With Yarl’s Wood’s unsavoury reputation of widespread hunger strikes, women detained months into their pregnancy, serious mental health issues unaddressed and unexplained deaths, this understandably attracted the attention of Rashida Majoo, the UN’s special rapporteur on violence against women. Last week during a visit to the UK, Majoo’s staff received a call from someone in “the highest levels of the Home Office”, denying her access to the facility.

‘Part of the government’s anti-immigration stance’

David Ramsbotham, the country’s former chief prison inspector, has visited every immigration and removal centre in the UK, and many overseas. He is concerned about the number of foreign criminals who, after serving their sentence in prison, are then sent to detention centres pending deportation. 

“These people, who are disaffected ex-prisoners, infect the whole atmosphere and the conduct of the immigration and detention centre,” he told Al Jazeera. “When I investigated disturbances, these former offenders who shouldn’t have even been there in the first place were at the heart of them. The public are not being told the whole story.” 

People in here look at me and ask, 'What are you doing in here?'... This is politics, I'm sure of it. I'm just being used as part of the government's anti-immigration stance.

by - Ricky Zahui, 27

Ricky Zahui, 27, came to the UK as an eight-year-old boy to join his father. Speaking over the phone from the noisy Brook House detention centre, he explained how he did not get on with his family and ended up being raised by the social services department. Zahui got in trouble with gangs and drugs and landed in prison.

After serving his sentence, he was surprised to be sent to a detention centre pending deportation.

“When I arrived here, all my family had British passports and the Home Office gave me indefinite leave to remain,” said Zahui. “So I just assumed that I was legal.”

Despite being born in Ivory Coast in West Africa, Zahui speaks with a thick London accent, incongruous in the detention centre. He will be deported to a country he barely knows, does not speak the nation’s language, nor has any relatives there: Zahui‘s family all fled following the country’s civil war.

“People in here look at me and ask, ‘What are you doing in here?’ But I say, ‘I’m just like you, man,’ although compared to them I’ve been in this country longer than anyone else. This is politics, I’m sure of it. I’m just being used as part of the government’s anti-immigration stance.”

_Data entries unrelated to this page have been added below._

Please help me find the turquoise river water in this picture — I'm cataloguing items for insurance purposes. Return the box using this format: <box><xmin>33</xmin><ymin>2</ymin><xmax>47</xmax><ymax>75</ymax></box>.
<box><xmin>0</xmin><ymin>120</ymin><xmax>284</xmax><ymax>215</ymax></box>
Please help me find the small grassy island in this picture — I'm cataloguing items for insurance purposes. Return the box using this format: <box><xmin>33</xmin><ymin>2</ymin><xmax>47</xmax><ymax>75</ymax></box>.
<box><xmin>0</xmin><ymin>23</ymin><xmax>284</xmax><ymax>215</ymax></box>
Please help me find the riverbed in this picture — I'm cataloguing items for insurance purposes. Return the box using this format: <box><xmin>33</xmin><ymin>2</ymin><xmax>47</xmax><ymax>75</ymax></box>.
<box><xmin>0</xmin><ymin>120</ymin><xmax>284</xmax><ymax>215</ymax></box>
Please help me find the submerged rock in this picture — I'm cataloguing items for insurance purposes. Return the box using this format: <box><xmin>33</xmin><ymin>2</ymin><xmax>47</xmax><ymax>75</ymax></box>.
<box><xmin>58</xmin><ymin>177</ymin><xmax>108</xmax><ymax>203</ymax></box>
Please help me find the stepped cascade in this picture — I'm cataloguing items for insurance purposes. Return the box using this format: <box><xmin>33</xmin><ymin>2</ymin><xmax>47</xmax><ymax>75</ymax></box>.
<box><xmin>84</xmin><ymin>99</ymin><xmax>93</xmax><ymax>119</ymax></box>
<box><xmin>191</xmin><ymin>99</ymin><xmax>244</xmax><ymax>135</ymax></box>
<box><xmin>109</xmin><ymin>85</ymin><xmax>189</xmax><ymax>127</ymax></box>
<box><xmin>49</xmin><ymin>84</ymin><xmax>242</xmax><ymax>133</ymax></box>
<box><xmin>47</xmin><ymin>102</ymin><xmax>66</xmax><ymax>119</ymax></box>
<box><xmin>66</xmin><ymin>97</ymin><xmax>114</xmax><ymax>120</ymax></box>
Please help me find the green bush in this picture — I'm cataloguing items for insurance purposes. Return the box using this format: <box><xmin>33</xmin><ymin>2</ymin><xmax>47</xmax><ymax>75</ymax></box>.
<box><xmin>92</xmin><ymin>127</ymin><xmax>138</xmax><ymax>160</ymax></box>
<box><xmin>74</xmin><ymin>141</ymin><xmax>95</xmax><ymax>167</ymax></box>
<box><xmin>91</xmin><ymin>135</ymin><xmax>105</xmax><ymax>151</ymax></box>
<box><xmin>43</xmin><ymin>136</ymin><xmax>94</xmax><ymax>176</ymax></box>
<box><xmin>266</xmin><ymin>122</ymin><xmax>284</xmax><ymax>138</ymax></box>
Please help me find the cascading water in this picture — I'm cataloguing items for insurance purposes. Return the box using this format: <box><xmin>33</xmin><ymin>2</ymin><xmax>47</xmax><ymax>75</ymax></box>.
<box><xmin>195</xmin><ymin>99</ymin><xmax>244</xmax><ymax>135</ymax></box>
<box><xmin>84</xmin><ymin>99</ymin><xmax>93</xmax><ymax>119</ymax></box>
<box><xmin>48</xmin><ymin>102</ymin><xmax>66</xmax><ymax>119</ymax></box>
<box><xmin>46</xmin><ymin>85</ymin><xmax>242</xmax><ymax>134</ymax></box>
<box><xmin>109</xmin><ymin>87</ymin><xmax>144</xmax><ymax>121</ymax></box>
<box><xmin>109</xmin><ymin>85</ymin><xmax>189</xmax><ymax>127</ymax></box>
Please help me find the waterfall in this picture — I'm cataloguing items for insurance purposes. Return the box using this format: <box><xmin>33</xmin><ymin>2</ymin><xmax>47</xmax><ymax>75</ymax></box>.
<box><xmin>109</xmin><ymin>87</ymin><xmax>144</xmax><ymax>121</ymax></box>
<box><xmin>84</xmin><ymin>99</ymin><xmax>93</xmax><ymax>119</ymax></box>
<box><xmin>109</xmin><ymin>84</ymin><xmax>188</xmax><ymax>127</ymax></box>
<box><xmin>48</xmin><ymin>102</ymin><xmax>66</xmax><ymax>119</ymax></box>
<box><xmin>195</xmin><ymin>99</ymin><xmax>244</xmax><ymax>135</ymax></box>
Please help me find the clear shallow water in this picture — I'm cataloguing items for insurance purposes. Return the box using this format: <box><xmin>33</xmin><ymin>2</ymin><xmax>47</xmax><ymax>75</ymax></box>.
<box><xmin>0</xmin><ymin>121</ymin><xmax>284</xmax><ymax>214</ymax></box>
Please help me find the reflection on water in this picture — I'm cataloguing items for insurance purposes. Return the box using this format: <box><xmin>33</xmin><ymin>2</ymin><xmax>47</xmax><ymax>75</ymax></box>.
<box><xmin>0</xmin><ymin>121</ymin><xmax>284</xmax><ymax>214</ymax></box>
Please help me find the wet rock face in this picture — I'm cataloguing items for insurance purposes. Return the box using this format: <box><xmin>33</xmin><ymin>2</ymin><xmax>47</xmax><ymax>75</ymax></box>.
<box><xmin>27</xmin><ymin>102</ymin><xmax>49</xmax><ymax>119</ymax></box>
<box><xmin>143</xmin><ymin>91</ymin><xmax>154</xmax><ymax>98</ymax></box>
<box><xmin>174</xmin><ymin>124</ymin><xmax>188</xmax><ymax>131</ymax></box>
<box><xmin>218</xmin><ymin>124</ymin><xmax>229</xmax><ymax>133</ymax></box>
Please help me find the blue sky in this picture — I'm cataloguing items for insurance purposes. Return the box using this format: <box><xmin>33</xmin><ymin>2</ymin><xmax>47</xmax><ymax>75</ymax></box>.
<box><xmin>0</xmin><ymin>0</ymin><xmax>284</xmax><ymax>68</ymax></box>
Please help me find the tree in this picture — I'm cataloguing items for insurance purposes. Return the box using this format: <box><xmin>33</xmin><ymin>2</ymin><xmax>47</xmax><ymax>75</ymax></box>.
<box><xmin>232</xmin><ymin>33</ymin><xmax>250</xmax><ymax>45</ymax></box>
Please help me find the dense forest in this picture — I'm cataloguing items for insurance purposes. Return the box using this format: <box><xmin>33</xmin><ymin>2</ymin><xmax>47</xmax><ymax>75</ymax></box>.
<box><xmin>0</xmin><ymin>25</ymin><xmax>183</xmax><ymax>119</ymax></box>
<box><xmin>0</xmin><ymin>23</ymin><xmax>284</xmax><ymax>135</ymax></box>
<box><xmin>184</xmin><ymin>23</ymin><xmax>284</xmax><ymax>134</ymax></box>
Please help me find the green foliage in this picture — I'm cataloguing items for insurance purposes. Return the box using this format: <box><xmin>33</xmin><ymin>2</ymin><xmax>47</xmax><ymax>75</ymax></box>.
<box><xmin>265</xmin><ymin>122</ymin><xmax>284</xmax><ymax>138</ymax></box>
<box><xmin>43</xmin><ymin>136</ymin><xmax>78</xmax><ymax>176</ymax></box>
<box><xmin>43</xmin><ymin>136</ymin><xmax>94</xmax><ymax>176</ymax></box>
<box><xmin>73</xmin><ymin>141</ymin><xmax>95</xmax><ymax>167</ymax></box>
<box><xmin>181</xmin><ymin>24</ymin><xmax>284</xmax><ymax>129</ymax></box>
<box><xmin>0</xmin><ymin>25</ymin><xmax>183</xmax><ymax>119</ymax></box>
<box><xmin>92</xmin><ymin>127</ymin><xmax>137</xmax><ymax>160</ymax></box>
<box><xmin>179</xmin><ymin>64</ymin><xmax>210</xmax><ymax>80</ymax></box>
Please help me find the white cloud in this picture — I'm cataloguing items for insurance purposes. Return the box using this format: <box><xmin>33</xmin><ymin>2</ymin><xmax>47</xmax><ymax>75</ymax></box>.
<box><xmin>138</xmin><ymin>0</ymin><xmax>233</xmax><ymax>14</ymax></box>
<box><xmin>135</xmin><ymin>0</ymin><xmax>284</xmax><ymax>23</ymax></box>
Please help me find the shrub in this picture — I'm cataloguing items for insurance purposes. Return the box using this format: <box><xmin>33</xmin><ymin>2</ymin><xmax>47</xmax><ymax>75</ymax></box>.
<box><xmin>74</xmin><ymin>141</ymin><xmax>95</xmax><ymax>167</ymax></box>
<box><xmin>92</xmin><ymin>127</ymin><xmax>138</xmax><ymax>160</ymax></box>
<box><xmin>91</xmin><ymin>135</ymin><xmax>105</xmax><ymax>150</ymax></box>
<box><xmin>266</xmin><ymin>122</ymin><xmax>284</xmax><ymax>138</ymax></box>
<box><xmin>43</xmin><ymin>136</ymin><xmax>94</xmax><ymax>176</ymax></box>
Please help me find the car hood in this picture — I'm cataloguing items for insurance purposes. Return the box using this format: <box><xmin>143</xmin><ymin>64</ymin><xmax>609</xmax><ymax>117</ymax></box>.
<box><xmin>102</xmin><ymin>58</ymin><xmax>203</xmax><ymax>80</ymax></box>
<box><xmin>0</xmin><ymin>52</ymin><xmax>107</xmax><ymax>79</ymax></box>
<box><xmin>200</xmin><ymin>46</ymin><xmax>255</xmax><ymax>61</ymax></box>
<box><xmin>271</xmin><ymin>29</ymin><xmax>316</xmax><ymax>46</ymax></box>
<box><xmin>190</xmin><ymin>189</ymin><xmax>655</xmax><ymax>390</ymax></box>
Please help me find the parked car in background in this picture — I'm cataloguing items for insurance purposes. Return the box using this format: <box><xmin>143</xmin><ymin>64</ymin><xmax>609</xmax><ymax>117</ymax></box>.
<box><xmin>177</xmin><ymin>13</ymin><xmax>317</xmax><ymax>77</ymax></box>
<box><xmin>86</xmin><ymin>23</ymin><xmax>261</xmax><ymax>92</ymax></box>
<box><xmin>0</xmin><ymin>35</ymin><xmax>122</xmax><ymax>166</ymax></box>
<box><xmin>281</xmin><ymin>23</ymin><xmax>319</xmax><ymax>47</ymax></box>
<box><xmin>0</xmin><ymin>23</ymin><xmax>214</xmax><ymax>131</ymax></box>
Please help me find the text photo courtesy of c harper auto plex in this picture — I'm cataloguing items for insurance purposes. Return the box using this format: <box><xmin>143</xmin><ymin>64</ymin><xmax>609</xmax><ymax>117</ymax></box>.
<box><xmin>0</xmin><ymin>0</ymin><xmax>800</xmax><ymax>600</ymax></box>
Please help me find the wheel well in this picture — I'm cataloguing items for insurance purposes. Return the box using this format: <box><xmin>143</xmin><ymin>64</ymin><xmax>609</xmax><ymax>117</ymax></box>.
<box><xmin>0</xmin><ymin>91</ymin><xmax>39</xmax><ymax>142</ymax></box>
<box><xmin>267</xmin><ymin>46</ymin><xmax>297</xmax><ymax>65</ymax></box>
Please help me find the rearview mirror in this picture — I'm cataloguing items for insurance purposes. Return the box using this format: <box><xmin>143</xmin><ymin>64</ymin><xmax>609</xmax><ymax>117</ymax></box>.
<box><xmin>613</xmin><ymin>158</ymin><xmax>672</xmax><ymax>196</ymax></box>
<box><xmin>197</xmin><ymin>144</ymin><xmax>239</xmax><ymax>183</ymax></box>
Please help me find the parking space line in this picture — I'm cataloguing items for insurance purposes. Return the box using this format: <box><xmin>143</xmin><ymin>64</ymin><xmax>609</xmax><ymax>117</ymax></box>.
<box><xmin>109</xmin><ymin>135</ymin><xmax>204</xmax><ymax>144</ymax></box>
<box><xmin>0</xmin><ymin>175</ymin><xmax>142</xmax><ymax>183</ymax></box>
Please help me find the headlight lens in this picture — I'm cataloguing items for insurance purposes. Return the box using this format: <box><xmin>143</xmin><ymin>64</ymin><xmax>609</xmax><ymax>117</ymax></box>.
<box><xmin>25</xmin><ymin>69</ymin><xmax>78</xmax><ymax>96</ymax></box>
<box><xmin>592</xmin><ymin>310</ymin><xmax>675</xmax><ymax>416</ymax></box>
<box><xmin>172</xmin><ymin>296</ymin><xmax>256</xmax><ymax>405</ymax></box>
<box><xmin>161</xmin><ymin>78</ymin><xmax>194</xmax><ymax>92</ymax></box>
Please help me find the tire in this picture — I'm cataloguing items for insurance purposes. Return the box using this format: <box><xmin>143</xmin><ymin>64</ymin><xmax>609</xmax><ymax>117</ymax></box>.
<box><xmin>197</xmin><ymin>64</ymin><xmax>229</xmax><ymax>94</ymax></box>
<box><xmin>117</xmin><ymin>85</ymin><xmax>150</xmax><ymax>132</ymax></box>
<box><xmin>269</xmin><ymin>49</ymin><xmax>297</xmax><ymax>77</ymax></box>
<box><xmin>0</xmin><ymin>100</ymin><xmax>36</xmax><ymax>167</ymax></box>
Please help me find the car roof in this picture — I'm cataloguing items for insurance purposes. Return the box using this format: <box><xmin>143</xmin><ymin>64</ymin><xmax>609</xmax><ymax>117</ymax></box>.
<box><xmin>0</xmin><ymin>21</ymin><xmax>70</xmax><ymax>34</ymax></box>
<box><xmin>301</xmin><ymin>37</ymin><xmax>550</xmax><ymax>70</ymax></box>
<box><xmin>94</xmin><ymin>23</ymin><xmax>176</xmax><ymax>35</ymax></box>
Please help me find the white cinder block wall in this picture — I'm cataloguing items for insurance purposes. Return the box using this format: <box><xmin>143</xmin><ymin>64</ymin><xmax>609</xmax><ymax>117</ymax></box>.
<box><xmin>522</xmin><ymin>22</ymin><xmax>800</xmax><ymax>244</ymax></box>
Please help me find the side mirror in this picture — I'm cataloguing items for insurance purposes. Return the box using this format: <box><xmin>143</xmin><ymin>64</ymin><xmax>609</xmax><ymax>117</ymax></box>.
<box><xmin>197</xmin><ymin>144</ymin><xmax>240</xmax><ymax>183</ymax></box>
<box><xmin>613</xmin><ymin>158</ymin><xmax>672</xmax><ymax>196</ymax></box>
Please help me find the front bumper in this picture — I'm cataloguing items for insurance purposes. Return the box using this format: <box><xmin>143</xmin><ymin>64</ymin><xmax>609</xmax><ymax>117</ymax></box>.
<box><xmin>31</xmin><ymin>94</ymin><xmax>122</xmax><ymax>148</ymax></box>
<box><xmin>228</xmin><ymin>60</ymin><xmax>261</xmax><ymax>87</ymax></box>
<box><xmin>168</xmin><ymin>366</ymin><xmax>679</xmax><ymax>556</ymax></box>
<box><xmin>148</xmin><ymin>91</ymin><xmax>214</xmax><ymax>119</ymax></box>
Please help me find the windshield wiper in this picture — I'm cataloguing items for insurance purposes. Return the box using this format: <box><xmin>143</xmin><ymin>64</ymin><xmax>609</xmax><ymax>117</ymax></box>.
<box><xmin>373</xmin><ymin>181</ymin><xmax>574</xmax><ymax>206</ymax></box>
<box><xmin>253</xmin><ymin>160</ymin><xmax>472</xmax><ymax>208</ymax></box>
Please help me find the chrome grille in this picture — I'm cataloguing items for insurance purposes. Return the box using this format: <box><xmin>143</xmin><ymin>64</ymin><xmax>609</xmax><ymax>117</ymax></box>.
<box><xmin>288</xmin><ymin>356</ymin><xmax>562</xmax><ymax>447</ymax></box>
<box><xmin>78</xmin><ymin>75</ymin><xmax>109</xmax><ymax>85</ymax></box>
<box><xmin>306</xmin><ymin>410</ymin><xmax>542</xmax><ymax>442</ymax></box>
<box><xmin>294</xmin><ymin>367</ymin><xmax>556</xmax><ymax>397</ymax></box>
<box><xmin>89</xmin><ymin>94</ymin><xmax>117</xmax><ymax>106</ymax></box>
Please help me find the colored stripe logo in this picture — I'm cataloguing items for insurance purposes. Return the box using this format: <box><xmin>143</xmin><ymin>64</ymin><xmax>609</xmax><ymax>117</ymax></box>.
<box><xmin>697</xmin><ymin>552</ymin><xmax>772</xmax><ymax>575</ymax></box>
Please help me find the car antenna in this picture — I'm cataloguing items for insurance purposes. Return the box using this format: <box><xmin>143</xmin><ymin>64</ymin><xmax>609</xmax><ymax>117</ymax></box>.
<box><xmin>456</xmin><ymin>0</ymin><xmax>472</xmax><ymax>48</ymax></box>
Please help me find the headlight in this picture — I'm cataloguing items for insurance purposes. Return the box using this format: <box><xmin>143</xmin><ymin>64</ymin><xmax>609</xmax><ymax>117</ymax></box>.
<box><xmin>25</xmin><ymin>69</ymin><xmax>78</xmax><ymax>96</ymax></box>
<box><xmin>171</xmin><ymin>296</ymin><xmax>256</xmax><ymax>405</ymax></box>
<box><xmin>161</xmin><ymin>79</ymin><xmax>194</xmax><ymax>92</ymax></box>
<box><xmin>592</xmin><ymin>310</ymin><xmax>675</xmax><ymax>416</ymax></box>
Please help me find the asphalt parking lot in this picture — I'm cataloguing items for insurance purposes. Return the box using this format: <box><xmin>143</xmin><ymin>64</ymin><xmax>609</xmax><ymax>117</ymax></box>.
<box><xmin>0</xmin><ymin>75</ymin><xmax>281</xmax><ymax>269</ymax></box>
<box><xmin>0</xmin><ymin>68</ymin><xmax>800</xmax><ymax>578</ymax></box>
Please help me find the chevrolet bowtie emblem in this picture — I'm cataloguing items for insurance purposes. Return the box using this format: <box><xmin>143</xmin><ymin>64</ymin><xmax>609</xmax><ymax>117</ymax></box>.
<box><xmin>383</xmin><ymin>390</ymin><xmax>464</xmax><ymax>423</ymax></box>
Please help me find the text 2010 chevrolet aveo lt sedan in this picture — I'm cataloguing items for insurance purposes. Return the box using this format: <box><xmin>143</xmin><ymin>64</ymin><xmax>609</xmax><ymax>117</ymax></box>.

Home Office spokeswoman Henfield said: “All detention is reviewed on a regular basis to ensure that it only lasts as long as it continues to be justified and necessary. However, we have a duty to protect the public from those who pose a risk of harm and in particular those who have committed serious criminal offences.” 

‘I feel hopeless’

Those inside detention centres are often confused as to who runs them, since the British government subcontracts control to private companies. Yarl’s Wood is managed by Serco, a UK-based company whose record has lately been called into question. In 2013, the firm was forced to return more than 100m pounds ($168m) to the British government after charging it for providing electronic tagging for prisoners who were either dead or in jail. Two staff members at Yarl’s Wood were sacked for engaging in sexual activity with a detainee. 

Fatjona’s detention makes it challenging for her to make the necessary calls and emails to gather evidence to bolster her case. Instead, she concentrates on surviving the unpleasantness of her incarceration.

“Friendship is the most important thing inside here,” said Fatjona. “We talk until the morning sometimes, laughing and crying together. I feel hopeless. I don’t want to think about returning to Kosovo under threat of death, but being released from here will be like a second birth.”